A assim chamada medicina campeira praticada pela avó do Moleque pode ser que, em toda sua extensão e prática, não tenha a eficácia e elevada contagem de resultados exuberantes quanto a sua aplicabilidade, todavia e é certo, complementa, auxilia e às vezes é a única fonte e caminho de muitos para minorar o sofrimento e dores dos desassistidos pela sorte que grassam e perambulam por vielas, campos e favelas plenas de ignorâncias, miséria e falta de condições sanitárias de tal e elevada ordem que nem mesmo o SUS, nosso tão maltratado e injustiçado sistema de saúde, quiçá único no mundo totalmente gratuito, por mais que se esforce e vá, como vai, muito além do que lhe seria pertinente exigir pelas ingratas, parcas e insuficientes condições que lhe são fornecidas para cumprir seu mister, não consegue contemplar a plenitude das necessidades e atendimento da saúde do e para o povo.
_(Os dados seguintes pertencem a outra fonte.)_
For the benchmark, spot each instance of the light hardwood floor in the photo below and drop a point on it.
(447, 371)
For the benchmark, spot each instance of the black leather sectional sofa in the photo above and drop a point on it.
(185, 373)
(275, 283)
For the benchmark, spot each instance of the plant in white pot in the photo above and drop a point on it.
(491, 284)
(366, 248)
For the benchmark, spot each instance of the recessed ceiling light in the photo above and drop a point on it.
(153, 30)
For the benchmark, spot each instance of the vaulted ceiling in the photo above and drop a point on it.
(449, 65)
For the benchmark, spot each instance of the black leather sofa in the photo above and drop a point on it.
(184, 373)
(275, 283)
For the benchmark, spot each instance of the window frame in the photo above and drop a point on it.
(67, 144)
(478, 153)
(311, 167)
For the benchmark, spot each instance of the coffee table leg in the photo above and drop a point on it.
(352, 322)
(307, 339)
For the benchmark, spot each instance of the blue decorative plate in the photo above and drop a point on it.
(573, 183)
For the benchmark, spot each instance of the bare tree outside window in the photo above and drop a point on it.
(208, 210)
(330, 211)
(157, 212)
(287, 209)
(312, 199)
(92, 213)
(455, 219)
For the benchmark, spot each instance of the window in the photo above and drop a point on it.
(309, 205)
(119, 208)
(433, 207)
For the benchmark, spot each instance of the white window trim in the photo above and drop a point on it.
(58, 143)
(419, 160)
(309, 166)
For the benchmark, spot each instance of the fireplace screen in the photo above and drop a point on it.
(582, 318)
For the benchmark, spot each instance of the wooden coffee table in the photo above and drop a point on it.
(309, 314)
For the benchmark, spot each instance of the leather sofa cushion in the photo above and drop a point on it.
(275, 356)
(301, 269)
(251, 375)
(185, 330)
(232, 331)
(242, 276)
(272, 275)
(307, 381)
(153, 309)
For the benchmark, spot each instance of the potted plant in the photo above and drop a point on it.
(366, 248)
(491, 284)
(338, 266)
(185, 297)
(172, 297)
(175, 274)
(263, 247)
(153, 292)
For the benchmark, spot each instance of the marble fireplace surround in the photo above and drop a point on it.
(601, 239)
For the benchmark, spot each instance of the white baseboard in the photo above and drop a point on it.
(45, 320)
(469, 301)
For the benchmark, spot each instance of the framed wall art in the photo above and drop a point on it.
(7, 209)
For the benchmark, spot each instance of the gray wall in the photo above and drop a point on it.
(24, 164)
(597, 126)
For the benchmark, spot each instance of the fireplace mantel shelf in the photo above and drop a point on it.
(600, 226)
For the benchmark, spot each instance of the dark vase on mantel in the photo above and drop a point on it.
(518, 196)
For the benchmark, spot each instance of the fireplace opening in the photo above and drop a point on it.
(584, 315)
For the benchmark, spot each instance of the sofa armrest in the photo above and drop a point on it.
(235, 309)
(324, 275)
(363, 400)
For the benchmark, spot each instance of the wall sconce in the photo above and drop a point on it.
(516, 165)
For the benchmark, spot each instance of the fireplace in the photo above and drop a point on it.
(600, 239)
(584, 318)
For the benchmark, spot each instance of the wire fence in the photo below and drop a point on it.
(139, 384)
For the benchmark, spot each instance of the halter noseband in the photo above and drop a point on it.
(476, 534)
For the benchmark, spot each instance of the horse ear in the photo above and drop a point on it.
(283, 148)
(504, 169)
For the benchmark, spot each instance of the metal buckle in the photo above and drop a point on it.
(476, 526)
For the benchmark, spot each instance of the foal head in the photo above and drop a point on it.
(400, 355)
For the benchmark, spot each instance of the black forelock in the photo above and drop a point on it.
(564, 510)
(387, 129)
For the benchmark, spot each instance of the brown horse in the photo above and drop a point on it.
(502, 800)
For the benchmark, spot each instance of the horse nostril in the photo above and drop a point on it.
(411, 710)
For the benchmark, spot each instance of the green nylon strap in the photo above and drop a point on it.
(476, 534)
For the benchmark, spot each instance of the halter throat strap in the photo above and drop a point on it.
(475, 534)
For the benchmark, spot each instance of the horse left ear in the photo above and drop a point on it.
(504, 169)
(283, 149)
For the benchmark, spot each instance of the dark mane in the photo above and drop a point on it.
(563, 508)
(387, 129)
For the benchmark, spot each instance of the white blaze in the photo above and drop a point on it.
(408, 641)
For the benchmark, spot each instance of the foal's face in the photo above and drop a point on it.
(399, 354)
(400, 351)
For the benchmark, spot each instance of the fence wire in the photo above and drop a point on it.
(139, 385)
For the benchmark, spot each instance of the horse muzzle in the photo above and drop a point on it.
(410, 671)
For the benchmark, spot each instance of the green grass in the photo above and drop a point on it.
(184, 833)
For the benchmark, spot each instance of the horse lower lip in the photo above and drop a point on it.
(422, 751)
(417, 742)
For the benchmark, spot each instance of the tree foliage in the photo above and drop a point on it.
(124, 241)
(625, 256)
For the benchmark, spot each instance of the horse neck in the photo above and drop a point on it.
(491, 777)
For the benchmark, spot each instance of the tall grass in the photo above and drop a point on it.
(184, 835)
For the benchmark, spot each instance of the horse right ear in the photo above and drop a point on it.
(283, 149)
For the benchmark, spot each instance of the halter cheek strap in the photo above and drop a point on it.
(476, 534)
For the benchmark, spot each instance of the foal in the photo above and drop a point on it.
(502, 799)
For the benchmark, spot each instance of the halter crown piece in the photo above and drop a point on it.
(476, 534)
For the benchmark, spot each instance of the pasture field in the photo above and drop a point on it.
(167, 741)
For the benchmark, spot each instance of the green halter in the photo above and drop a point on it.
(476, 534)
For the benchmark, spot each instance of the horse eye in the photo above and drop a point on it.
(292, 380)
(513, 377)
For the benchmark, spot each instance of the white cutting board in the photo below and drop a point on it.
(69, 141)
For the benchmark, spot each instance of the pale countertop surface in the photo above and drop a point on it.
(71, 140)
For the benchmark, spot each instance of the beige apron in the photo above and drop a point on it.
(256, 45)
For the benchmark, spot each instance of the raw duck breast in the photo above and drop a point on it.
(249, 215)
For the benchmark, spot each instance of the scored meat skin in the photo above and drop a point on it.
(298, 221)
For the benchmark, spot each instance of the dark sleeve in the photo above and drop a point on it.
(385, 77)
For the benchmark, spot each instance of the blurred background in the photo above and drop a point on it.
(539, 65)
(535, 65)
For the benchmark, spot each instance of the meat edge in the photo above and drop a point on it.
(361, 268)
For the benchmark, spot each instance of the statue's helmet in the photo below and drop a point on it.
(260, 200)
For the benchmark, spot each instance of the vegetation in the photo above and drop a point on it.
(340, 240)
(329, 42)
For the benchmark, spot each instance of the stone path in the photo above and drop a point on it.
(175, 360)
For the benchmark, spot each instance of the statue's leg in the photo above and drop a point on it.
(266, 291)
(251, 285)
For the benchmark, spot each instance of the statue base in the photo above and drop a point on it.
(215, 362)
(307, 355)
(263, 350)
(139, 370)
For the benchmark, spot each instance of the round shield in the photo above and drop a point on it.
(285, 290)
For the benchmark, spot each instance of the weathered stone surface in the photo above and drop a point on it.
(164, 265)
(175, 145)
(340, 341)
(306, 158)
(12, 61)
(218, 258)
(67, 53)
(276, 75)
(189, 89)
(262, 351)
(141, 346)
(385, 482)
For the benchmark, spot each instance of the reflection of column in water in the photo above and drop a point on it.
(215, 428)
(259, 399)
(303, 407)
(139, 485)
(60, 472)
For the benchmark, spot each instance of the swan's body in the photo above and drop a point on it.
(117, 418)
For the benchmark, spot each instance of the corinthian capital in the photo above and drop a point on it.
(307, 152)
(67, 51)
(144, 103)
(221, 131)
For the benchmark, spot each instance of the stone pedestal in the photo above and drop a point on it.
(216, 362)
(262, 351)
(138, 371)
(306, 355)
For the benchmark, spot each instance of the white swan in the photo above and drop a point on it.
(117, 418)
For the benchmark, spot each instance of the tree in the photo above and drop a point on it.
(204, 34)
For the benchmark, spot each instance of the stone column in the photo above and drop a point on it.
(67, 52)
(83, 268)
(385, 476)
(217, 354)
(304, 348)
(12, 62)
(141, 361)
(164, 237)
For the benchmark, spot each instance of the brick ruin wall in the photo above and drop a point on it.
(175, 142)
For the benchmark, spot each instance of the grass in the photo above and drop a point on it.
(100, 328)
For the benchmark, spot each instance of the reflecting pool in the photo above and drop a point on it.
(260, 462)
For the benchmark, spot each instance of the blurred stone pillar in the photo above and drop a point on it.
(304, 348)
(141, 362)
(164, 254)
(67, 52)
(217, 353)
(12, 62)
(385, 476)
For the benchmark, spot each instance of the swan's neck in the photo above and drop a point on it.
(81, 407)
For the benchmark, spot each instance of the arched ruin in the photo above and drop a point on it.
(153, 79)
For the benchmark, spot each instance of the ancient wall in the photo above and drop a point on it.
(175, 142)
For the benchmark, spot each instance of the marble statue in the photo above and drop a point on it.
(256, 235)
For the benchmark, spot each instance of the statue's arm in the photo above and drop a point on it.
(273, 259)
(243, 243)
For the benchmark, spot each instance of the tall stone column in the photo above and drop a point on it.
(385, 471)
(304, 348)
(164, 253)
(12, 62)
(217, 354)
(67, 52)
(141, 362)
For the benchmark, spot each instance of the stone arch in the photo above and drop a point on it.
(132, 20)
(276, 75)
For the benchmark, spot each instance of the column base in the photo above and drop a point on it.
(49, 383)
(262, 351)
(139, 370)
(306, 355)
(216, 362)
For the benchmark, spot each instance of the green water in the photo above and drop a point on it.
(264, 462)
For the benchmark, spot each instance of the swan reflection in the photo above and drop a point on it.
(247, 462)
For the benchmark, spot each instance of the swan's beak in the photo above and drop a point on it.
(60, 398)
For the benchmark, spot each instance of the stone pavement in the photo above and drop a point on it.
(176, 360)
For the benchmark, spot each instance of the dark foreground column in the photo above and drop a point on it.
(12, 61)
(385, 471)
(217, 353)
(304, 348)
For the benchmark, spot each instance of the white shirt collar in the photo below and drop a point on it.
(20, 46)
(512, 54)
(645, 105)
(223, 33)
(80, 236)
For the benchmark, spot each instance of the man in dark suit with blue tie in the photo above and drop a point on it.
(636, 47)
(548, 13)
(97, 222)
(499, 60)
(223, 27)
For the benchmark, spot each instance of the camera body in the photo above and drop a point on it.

Naqueles tempos, na área campesina por onde transita o presente conto, a medicina campeira era e continua tendo elevada importância como bem o cantou nosso grande poeta, Jaime Caetano Braum no poema “Medicina Campeira”, excelente como tantos outros desse mestre que deveria ser cultuado e admirado pelos gaúchos como um dos maiores nomes da literatura universal.

GLOSSÁRIO

(*) FREÁTICO adj. (fr. Phréatique) Que diz respeito a lençol de água subterrâneo em nível pouco profundo. (Dicionário Enciclopédico Ilustrado Veja Larousse, vol. 10, Ed. Abril, São paulo, 2006).
(**) SANGA s.f (bras.) Escavação funda produzida num terreno pela chuva ou por correntes subterrâneas; (bras. Do sul) pequeno arroio. (Do cast. Zanja.) (Dicionário Brasileiro Zero Hora, Porto Alegre, 1984).
(***) GALENA s.f. (miner.) Sulfeto de chumbo, que às vezes contém prata, também chamado galenita; (bras.) aparelho rudimentar de rádio em que emprega o cristal de galena como detector ((Do lat. Galena.) (Dicionário Brasileiro Zero Hora, Porto Alegre, 1984).
(****) EPILEPSIA s.f.(gr. Epilepsia)MED Afecção caracterizada pelo aparecimento de crises que incluem manifestações clínicas paroxísticas, ger. convulsivas que se podem acompanhar de perda de consciência; ...(Dicionário Enciclopédico Ilustrado Veja Larousse, vol. 9, Ed. Abril, São paulo, 2006).
(*****) GROGUE (ó), s.m.... adj. 2 gen. Que está titubeante como quem tomou muito grogue. (Do ingl. grog.) (Dicionário Brasileiro Zero Hora, Porto Alegre, 1984).